A Medicare Advantage Special Needs Plan (SNP) is a type of Medicare Advantage plan that is designed to provide targeted healthcare coverage for individuals with specific chronic health conditions and other special healthcare needs. These plans cover everything that Original Medicare covers and are required to provide prescription drug coverage. There are three types of SNP plans available:

  1. Chronic Condition Special Needs Plans (C-SNPs): These plans are for individuals with specific chronic conditions, such as diabetes, heart failure, or end-stage renal disease.

  2. Institutional Special Needs Plans (I-SNPs): These plans are for individuals who live in institutions such as nursing homes or have chronic conditions that require institutional care.

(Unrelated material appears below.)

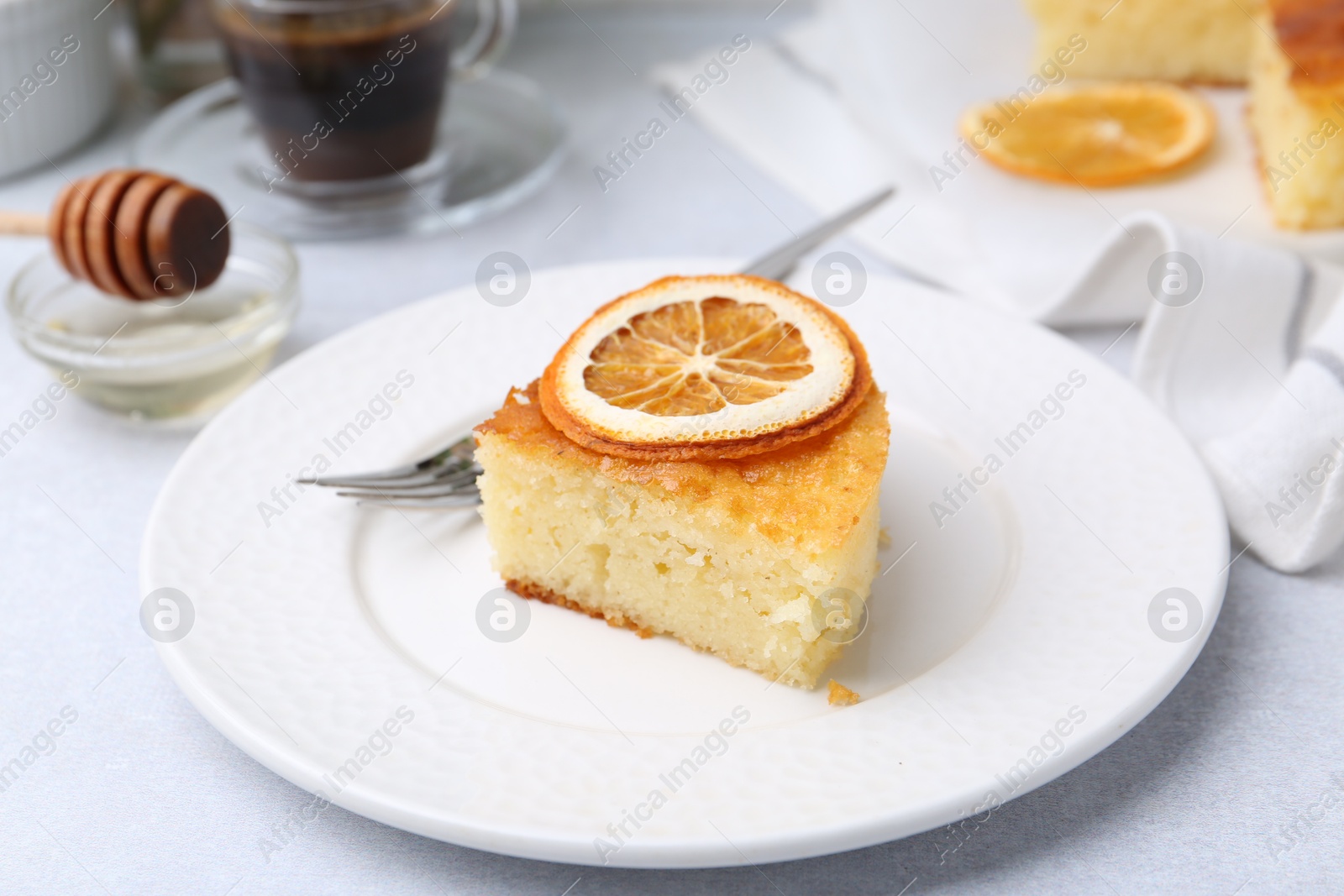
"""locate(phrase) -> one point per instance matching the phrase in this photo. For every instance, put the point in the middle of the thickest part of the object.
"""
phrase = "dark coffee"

  3. Dual Eligible Special Needs Plans (D-SNPs): These plans are for individuals who are eligible for both Medicare and Medicaid benefits. They provide additional benefits to cover gaps in coverage and may include benefits such as dental, vision, and hearing coverage.

SNP plans may have specific provider networks and may require referrals to see specialists. However, they also offer additional benefits, such as transportation services or personal care assistance, that may not be available with other Medicare Advantage plans.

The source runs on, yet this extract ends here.